I ricercatori dell’Università di Lund (Svezia) hanno sviluppato un test cognitivo digitale per la diagnosi del morbo di Alzheimer, destinato all’uso nell’assistenza primaria. Si tratta di uno strumento con cui i medici di famiglia possono identificare gli assistiti più a rischio di una forma iniziale della malattia e che meritano quindi un approfondimento specialistico. Lo studio è stato pubblicato su Nature Medicine.
Il test
Il nuovo test si basa su uno strumento digitale battezzato BioCog, che valuta le capacità mnemoniche e di attenzione per stabilire il profilo di rischio di chi vi si sottopone. L’idea alla base di questo strumento di valutazione è accelerare le diagnosi precoci, in vista di un futuro in cui dovrebbero diventare disponibili test diagnostici di laboratorio e terapie per rallentare la progressione dell’Alzheimer.
Attualmente, infatti, negli Usa è stato approvato il primo test del sangue per la diagnosi precoce della malattia, e presto simili strumenti diagnostici dovrebbero diventare disponibili anche in Europa. Trattandosi di analisi di laboratorio relativamente dispendiose, è impensabile al momento sottoporvi l’intera popolazione anziana, o anche solamente i pazienti che sospettano di soffrire di una forma di demenza.
Con un test di screening rapido ed economico, però, l’utilizzo clinico dei test del sangue per l’Alzheimer potrebbe rivelarsi utile e sostenibile. In caso di sospetti i medici di famiglia potrebbero sottoporre i loro assistiti al test digitale, e quindi prescrivere approfondimenti diagnostici e visite specialistiche solo a chi ha una buona probabilità di soffrire realmente di Alzheimer.
La ricerca
BioCog è stato messo alla prova su 223 volontari, in cura presso un centro specialistico per una probabile forma di Alzheimer con declino cognitivo lieve. Utilizzando i loro risultati, i ricercatori svedesi hanno affinato il test, e lo hanno utilizzato per valutare altri 400 pazienti che si erano rivolti a centri per l’assistenza primaria con il sospetto di soffrire di Alzheimer, rivelando un’accuratezza che raggiunge anche il 90% nell’identificare la presenza di declino cognitivo, contro il 73% dei questionari tradizionali.

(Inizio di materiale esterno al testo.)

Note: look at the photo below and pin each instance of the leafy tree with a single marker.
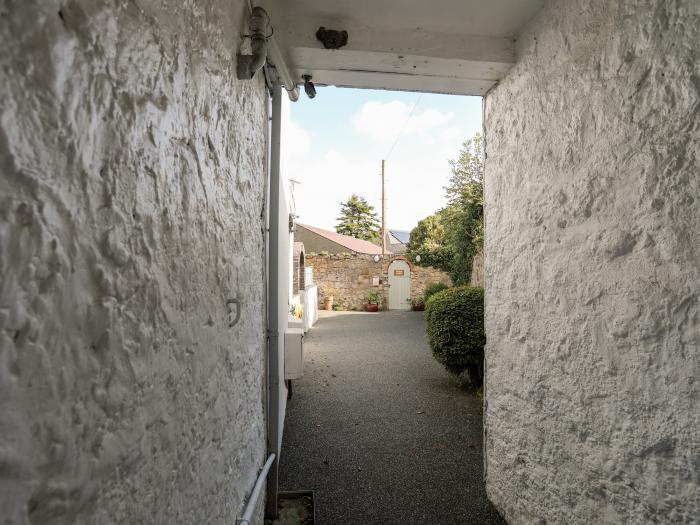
(449, 239)
(429, 240)
(358, 219)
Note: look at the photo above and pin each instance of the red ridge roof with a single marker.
(351, 243)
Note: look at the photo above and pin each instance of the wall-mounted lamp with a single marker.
(309, 86)
(258, 24)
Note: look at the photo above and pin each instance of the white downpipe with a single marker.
(273, 358)
(275, 55)
(253, 500)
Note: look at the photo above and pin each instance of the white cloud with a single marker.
(297, 140)
(384, 121)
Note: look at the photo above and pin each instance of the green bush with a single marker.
(455, 328)
(434, 288)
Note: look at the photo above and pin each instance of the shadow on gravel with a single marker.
(381, 432)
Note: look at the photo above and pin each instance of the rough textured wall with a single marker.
(593, 267)
(131, 191)
(351, 275)
(477, 277)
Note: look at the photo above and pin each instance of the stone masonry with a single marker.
(131, 197)
(592, 200)
(352, 275)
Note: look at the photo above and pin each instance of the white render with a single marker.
(131, 208)
(593, 268)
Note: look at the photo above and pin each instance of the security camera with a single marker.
(309, 86)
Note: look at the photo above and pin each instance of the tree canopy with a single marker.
(449, 239)
(358, 219)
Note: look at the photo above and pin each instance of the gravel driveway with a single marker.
(380, 431)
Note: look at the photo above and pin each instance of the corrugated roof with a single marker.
(351, 243)
(401, 235)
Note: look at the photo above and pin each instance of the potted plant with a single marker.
(374, 299)
(418, 304)
(329, 294)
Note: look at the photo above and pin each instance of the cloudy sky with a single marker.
(335, 144)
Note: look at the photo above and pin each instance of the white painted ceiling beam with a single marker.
(445, 46)
(402, 82)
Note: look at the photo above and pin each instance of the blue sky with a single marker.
(335, 144)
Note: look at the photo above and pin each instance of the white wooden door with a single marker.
(399, 285)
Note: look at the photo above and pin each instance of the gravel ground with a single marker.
(380, 431)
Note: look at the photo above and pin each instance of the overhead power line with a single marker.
(403, 128)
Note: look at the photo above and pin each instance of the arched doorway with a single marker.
(399, 285)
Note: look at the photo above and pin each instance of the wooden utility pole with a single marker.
(383, 213)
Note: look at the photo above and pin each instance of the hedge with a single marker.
(455, 328)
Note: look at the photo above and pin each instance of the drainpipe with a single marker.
(273, 360)
(253, 500)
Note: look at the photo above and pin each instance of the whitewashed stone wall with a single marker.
(131, 192)
(593, 267)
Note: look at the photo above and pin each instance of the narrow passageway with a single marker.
(380, 431)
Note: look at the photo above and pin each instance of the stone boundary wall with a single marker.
(352, 275)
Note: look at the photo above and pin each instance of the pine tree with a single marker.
(358, 219)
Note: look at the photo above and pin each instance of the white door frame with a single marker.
(399, 285)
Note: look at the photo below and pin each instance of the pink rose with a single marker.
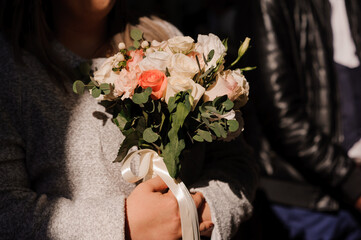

Simulando quindi l’adozione del test BioCog in tandem con un test del sangue, i ricercatori hanno concluso che un simile protocollo in due fasi – con uno screening di ingresso affidato allo strumento digitale, e la conferma con test del sangue – raggiungerebbe una precisione del 90% nell’identificare pazienti con una diagnosi di Alzheimer confermata in laboratorio. Meglio, quindi, dell’80% che si raggiunge con il solo test del sangue.
In attesa di una terapia
A detta dei suoi inventori il test digitale rappresenta una promettente strategia di screening che potrebbe rendere sostenibile in futuro la presa in carico dei pazienti con Alzheimer in fase iniziale. I farmaci in fase di approvazione hanno infatti costi estremamente elevati, e una finestra di utilizzo che impone di prescriverli primariamente a persone con sintomatologie lievi. Caratteristiche che impongono di selezionare con cura la platea di pazienti a cui indirizzare le terapie.
“L’aspetto unico del nostro test BioCog – spiega Linda Karlsson, ricercatrice dell’Università di Lund che ha partecipato allo studio – è che a differenza di altri strumenti digitali è stato valutato su una popolazione di pazienti provenienti dall’assistenza primaria, cioè persone che hanno chiesto aiuto al proprio medico perché stanno sperimentando dei problemi di memoria. Combinando i risultati del test digitale e quelli di un test del sangue aumenta inoltre l’accuratezza con cui è possibile diagnosticare l’Alzheimer. Il nostro obbiettivo quindi è quello di rendere la vita più facile ai medici di medicina generale”.